In each case the chance of social advancement was but small. If one found a place in the collegiae (which was rather difficult or costly because of the guild regulations) or the legion, the livelihood was secured. Especially in the fourth century the demand for tradesmen grew considerably. The emperors -- and here particularly Saros III., Saros IV., Lyndon I. and Apatus the Great -- extended the importance of the provinces by the foundation of garrison towns (e.g. Ratiudum, Cardum or Dum-Sara).
With the growing crisis of the state starting in the seventh century (Second Invasion of the Terian Nomads, the years of the Many-Emperors-Rule, the beginning of the Decadence under Ragoras V. and the growing erosion of the authority of the state since the times of Fyramon the Great) also the difference between rich landownership and impoverished tenants resp. small farmers grew more and more. The fact that, in the end, especially the begin of the Migration of the peoples and the centralisation of the realm were responsible for the fall of the empire, may not mislead us about the fact that the powers of resistance were greatly undermined by this difference between rich and poor. One can suspect that the empire would have fallen because of this difference even without the invasion of the Vosals and the Arans.
A final remark concerning the classification of provinces in the Ealdian Empire: When the empire developed, the following regions were given the title of a Major Province, i.e. a province whose inhabitants were given the status of citizens of the state: Ealda Maior, Gurum (i.e. the provinces Erdum and Xardum), Pardum and Nyradum (Nyral). The inhabitants of these provinces could call themselves citizens of the state, whose eminent right was the election of the 150 representatives of the people in the Imperial Council (until 280 a.GF. they numbered only 75). Each of these provinces provided a certain number of representatives.

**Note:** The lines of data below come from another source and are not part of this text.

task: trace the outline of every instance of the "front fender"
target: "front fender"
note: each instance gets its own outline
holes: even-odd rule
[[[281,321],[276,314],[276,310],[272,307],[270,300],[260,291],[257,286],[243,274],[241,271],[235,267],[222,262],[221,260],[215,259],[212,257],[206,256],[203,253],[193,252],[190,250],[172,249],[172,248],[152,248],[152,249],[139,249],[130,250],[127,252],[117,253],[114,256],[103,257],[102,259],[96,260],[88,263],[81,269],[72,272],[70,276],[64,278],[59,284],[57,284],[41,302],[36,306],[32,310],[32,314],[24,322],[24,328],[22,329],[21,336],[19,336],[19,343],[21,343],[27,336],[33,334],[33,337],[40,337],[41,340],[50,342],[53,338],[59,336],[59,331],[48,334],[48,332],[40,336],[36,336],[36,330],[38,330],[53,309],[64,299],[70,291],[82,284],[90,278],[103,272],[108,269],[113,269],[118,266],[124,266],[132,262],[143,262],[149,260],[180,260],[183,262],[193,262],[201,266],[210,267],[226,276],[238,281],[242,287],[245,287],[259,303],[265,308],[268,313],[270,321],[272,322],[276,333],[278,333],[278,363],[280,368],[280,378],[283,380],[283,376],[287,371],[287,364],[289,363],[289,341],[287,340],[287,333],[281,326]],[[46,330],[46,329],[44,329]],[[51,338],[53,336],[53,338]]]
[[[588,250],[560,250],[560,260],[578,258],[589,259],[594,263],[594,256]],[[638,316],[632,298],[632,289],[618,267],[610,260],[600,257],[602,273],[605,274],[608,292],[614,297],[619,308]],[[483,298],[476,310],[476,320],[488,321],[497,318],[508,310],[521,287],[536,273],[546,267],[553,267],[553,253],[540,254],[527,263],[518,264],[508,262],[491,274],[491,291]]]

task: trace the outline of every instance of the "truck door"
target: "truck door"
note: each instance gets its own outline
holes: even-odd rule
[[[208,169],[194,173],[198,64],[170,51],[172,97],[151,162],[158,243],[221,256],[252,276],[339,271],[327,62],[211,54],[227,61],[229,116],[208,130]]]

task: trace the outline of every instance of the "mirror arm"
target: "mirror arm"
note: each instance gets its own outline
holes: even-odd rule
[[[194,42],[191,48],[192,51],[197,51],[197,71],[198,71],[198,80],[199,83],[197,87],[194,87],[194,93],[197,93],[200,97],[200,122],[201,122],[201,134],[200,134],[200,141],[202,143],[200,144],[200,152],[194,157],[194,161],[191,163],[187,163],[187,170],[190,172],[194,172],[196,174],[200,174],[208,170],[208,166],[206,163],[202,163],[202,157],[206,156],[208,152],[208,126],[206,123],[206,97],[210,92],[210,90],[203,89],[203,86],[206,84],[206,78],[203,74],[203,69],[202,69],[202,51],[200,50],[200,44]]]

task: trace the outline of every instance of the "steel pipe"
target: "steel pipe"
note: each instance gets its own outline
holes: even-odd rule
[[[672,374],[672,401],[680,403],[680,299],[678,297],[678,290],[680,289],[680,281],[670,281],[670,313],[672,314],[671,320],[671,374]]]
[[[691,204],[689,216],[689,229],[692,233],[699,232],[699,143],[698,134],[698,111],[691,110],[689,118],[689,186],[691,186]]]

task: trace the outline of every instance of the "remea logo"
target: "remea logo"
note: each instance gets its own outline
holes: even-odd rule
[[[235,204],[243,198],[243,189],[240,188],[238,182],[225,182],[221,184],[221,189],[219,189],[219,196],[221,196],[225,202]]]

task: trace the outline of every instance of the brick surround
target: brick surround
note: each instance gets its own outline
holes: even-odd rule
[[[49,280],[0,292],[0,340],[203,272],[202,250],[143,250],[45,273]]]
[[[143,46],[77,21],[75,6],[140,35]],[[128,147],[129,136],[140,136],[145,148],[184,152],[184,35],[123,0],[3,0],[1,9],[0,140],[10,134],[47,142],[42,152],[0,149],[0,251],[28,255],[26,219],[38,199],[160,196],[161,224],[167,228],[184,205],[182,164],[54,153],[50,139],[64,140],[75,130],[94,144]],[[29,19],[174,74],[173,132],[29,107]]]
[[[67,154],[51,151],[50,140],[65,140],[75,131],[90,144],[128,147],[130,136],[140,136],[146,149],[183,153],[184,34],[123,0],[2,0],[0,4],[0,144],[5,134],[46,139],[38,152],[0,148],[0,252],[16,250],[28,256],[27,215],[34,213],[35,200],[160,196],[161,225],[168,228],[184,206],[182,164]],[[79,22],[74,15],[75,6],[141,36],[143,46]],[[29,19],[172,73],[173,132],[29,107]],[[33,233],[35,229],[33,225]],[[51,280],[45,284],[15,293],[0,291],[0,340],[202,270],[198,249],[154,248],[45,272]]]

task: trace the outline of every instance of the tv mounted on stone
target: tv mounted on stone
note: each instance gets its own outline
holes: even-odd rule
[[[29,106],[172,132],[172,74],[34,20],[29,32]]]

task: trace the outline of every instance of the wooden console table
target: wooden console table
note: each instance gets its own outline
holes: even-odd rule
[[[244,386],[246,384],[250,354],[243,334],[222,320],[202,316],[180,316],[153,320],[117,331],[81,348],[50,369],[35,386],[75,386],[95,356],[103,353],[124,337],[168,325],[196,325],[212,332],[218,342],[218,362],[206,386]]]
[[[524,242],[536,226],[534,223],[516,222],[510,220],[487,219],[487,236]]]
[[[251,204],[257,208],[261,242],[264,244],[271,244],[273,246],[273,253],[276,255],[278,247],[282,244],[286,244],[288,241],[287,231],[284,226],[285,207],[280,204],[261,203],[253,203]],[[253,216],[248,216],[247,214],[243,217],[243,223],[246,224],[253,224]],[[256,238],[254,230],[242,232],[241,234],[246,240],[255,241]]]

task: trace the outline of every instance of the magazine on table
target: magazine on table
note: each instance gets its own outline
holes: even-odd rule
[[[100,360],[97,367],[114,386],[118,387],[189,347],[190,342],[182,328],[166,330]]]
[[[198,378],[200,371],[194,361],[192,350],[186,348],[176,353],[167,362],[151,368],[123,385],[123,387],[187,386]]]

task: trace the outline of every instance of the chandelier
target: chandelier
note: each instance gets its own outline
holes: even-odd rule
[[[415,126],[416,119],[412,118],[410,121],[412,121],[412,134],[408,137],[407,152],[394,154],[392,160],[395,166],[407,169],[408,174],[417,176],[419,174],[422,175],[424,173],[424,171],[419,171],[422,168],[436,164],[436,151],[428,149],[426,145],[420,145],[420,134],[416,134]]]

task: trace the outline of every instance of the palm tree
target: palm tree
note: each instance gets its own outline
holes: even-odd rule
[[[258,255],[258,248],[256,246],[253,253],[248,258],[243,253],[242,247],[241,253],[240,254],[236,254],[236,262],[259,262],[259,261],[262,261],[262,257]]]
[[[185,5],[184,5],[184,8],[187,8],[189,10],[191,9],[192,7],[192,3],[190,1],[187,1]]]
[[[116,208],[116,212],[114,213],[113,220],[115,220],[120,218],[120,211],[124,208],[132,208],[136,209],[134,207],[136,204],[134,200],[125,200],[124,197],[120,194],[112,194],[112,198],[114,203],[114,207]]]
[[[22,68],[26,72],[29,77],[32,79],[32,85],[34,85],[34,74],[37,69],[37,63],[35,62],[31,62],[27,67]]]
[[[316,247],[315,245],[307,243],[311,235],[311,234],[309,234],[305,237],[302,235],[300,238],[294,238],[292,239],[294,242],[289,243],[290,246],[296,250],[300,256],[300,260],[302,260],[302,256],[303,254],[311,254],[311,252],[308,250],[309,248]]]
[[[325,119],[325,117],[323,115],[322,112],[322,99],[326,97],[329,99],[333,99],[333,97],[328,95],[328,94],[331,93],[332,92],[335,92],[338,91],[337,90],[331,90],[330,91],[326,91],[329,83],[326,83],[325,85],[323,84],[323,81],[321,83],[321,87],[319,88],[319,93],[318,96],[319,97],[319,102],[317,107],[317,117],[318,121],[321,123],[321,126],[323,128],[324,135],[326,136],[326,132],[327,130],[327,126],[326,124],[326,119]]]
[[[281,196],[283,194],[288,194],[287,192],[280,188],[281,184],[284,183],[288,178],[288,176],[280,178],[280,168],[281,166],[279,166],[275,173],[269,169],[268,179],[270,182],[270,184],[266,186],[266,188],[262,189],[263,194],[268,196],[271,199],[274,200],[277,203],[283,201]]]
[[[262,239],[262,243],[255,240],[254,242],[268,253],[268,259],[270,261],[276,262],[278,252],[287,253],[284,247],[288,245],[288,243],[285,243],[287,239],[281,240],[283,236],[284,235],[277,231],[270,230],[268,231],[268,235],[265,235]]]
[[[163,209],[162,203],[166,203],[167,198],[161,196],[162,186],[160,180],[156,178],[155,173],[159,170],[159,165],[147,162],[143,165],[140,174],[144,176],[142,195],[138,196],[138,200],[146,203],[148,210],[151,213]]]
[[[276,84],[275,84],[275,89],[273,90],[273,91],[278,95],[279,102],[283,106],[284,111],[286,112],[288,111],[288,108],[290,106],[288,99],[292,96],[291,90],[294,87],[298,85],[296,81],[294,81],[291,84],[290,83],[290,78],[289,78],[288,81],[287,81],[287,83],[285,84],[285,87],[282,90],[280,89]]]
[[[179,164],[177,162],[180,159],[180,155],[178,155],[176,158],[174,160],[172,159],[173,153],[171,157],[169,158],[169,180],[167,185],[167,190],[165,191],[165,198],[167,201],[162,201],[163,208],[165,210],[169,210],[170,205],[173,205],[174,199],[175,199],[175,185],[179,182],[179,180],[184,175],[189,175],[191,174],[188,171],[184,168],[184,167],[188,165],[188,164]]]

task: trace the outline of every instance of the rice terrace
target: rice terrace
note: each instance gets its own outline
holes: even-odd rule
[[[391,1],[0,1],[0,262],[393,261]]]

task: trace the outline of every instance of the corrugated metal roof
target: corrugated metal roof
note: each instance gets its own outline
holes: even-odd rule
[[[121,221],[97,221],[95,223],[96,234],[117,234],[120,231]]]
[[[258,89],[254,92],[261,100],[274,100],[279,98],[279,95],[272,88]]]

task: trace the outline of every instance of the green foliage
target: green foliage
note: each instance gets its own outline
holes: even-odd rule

The other provinces of the empire were divided into two categories: Half-Provinces and Minor Provinces (provinciae dimidiae and provinciae humiles). The inhabitants of both kinds of non-major provinces were not considered citizens of the state, meaning they had no right to vote. If they were wealthy enough, inhabitants of Half-Provinces could at least become city councillors or civil servants of the provinces' Magistrates. The Minor Provinces were considered part of the empire, but their inhabitants had no access to Ealdian offices whatsoever and were not allowed to vote. The Vassal Kingdoms, the Lychango-Confederation or the Terians were numbered among this group of provinces.
In the sixth century the provinces Milum (586) and Sardum (618) were declared Major Provinces, Ratiudum, Abdum-Ra and Blodum Half-Provinces.